Le chef du Pentagone, qui devait rencontrer mardi matin M. Karzaï, prévoit d’évoquer avec lui la formation de l’armée et de la police afghanes, pierre angulaire de la stratégie du président Obama, qui doit permettre à terme aux troupes étrangères de quitter le pays.

Interviewé dimanche par CNN, le président Karzaï a déclaré que les Afghans voulaient reprendre les responsabilités de la sécurité de leur pays «le plus tôt possible», mais il a indiqué que deux ans seraient nécessaires pour entraîner les forces afghanes.

M. Gates compte aussi assurer le gouvernement afghan de l’engagement à long terme des Etats-Unis dans le pays, alors que l’évocation par le président Obama d’une date de début de retrait des soldats américains, en juillet 2011, a provoqué des réactions inquiètes de Kaboul et d’Islamabad. «Nous comptons être leur partenaire pour longtemps», a-t-il affirmé.

M. Gates a promis d’évoquer «l’importance pour les Américains d’avoir des ministres compétents et honnêtes dans les secteurs-clés de la Défense ou de l’Intérieur» alors que le parlement afghan a annoncé le report à la semaine prochaine de la présentation du nouveau gouvernement.

Lundi, un porte-parole de la présidence avait affirmé qu’une partie des ministres serait présentée ce mardi.

M. Gates s’entretiendra par ailleurs avec des membres de l’état-major à la tête des troupes américaines et de l’Otan sur place, en l’absence toutefois du numéro un des forces internationales en Afghanistan, le général américain Stanley McChrystal, qui devait témoigner le même jour devant le Congrès à Washington.

Le secrétaire américain à la Défense parlera notamment avec eux du défi logistique que représente l’arrivée d’importants renforts en Afghanistan, alors qu’il a signé vendredi l’ordre de déploiement d’une première vague de 17.000 soldats américains, attendus sur le terrain «d’ici à mars ou avril».

«Cela va demander beaucoup d’efforts», a-t-il reconnu. Il rencontrera aussi des GI’s. «Nous sommes là pour gagner», veut-il leur dire.

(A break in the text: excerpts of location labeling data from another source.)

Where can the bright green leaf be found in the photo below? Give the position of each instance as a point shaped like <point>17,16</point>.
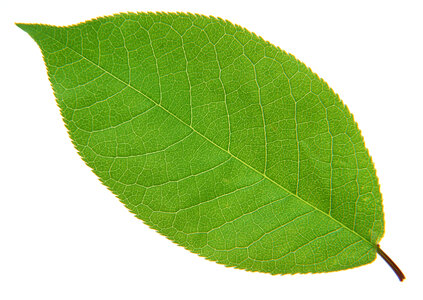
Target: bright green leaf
<point>217,139</point>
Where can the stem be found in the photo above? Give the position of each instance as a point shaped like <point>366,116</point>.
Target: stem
<point>389,261</point>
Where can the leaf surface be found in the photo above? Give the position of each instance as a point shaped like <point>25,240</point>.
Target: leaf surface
<point>220,141</point>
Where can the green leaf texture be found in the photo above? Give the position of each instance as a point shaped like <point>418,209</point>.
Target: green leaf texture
<point>222,142</point>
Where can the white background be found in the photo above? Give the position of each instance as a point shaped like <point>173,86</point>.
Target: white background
<point>65,236</point>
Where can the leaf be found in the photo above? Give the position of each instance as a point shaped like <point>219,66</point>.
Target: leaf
<point>222,142</point>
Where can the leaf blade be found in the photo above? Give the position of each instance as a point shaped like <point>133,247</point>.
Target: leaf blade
<point>191,136</point>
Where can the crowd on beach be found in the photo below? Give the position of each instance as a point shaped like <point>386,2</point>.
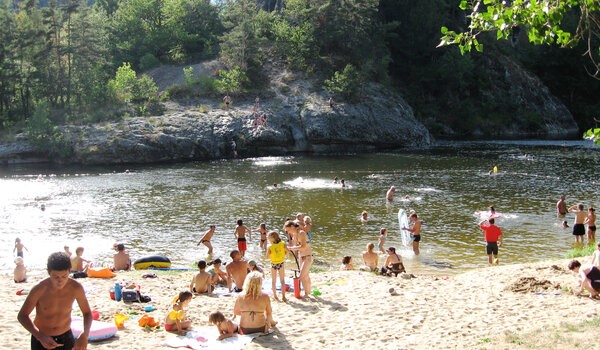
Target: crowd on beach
<point>52,297</point>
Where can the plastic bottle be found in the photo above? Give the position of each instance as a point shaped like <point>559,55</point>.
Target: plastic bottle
<point>118,294</point>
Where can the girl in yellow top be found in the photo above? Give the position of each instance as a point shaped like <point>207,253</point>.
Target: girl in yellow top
<point>276,253</point>
<point>176,318</point>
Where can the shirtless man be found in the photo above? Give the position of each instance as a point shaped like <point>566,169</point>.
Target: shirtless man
<point>415,232</point>
<point>589,277</point>
<point>389,196</point>
<point>240,234</point>
<point>52,300</point>
<point>561,207</point>
<point>370,258</point>
<point>306,259</point>
<point>77,261</point>
<point>202,282</point>
<point>578,225</point>
<point>590,220</point>
<point>236,271</point>
<point>206,238</point>
<point>392,260</point>
<point>121,260</point>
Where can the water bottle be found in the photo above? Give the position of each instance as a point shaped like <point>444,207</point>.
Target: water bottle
<point>118,294</point>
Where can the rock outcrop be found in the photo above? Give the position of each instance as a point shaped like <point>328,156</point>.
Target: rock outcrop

L’arrivée du chef du Pentagone à Kaboul coïncide avec la lancée depuis vendredi d’une importante offensive vendredi par 900 militaires des forces américaines et britanniques de l’Otan et 150 soldats de l’armée afghane dans la province du Helmand, d’où provient l’essentiel de la production afghane d’opium. Les nouveaux renforts américains seront en priorité envoyés vers le Helmand, Kandahar (sud), fief historique des talibans et théâtre des plus violents combats.

L’année 2009 est la plus meurtrière depuis la chute du régime taliban en 2001, aussi bien parmi les civils que les militaires afghans et étrangers.